In Sulla Violenza, trad. it. Guanda, Parma 1996 (ed. originale 1969), Hannah Arendt ricorda come la
violenza fosse definita come una “manifestazione della forza della vita e segnatamente della sua creatività”.
La scrittrice sostiene quindi come nell’accezione filosofica quest’ultima venga intesa come una forza vitale
energica e creativa che riesce ad essere in grado di dominare il mondo. Questa manifestazione vitale si
trasmette anche alla società, come risulta chiaro da queste parole: “Tutti sappiamo fino a che punto questa
combinazione di violenza, vita e creatività sia presente nell’inquieta situazione mentale della generazione
odierna”. Infine Harendt sostiene di non essere d’accordo con queste considerazioni di stampo filosofico,
criticando infatti le visioni di Bergson e di Sorel.

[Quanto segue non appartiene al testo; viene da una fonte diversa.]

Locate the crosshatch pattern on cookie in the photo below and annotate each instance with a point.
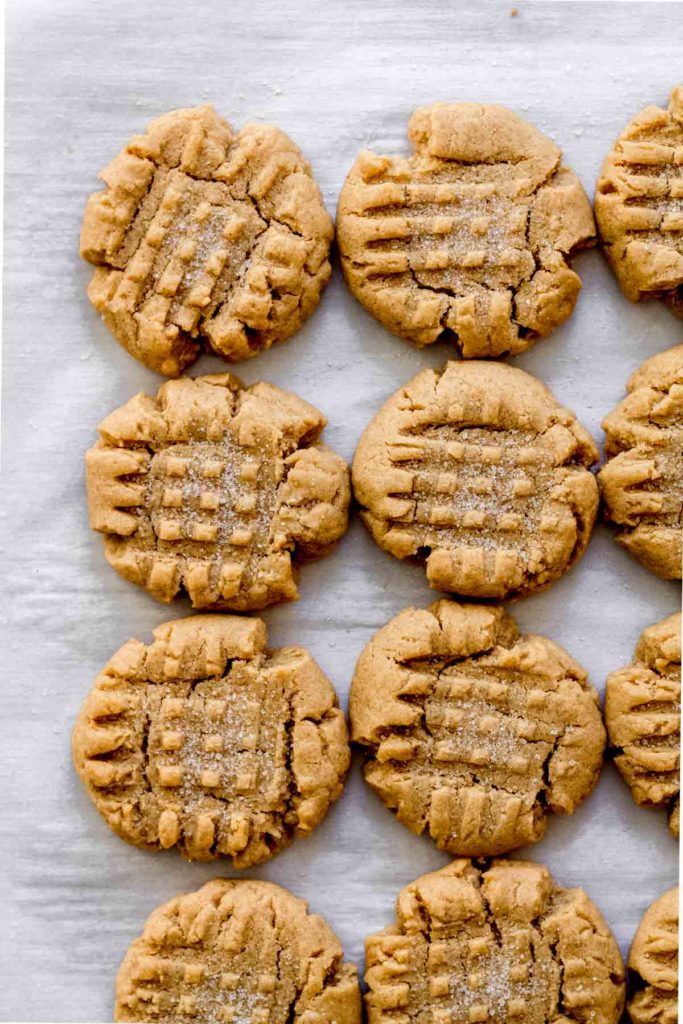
(239, 952)
(469, 238)
(639, 205)
(479, 472)
(473, 732)
(642, 479)
(213, 487)
(208, 741)
(202, 237)
(643, 717)
(500, 943)
(653, 961)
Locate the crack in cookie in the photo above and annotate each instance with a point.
(206, 238)
(468, 239)
(214, 487)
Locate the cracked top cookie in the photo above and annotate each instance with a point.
(214, 487)
(470, 238)
(240, 952)
(642, 480)
(653, 963)
(473, 732)
(206, 238)
(208, 741)
(500, 943)
(477, 471)
(643, 718)
(639, 205)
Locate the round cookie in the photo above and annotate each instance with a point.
(494, 942)
(473, 732)
(643, 718)
(642, 479)
(214, 487)
(209, 741)
(204, 238)
(477, 471)
(470, 238)
(639, 205)
(237, 951)
(653, 964)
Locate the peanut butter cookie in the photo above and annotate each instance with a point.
(653, 964)
(499, 942)
(470, 238)
(206, 238)
(243, 952)
(642, 480)
(209, 741)
(639, 205)
(473, 732)
(213, 486)
(477, 471)
(643, 718)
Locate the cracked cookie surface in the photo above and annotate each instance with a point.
(642, 479)
(653, 961)
(239, 952)
(477, 471)
(469, 238)
(214, 487)
(643, 718)
(206, 238)
(639, 205)
(473, 732)
(500, 943)
(209, 741)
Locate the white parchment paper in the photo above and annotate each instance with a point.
(338, 75)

In un articolo pubblicato da www.repubblica.it/esteri/213/08/28/news/martin_luther-king-discorso65443575/, viene riportato un discorso dello statunitense Martin Luther King, il principale esponente della
lotta non violenta afroamericana per l’ottenimento dei diritti civili e della pari uguaglianza tra neri e bianchi
negli Stati Uniti d’America. Dalle sue parole emerge come fosse giunto il momento di porre fine nel proprio
Paese alla segregazione degli afroamericani, in modo tale da ristabilire un grado di giustizia e di parità con il
sistema di potere dominato dai bianchi che ha un’egemonia anche negli altri settori importanti, come
quello economico e sociale. Dalle sue parole emerge quanto segue: “Non dovremo permettere che la
nostra protesta creativa degeneri in violenza fisica. Dovremo continuamente elevarci alle maestose vette di
chi risponde alla forza fisica con la forza dell’anima”. Con queste parole Martin Luther King si fa portavoce
sia dei principi della non violenza sia dei principi democratici, i quali devono essere diffusi nel resto del
mondo.
Anche nell’ambito giuridico la violenza si insinua in maniera travolgente, infatti, come dice Walter Benjamin
in “Per la critica della violenza”, 1921, trad. it., Alegre, Roma, 2010 essa costituisce da sempre una minaccia
nei confronti del sistema giuridico. Un esempio di questa manifestazione di tipo negativo è rappresentato
dal diritto sindacale che da mezzo di tutela, parità e uguaglianza dei lavoratori diviene un elemento che,
talvolta, può essere esercitato in funzione di pratiche violente. Questi concetti sono espressi dall’autore in
questo modo: “Contro questo modo di vedere si può certamente obiettare che l’omissione di azioni, un
non-agire, come in fin dei conti è lo sciopero, non dovrebbe essere affatto definita come violenza”.
Il XX secolo quindi è caratterizzato da due fenomeni opposti l’uno all’altro, come la violenza, che nelle sue
varie manifestazioni, attraversa i vari ambiti del pensiero, come per esempio quello politico, quello
filosofico, sociale ed economico e la non violenza che si basa su principi democratici, spirituali che
dovrebbero diffondersi in tutto il mondo.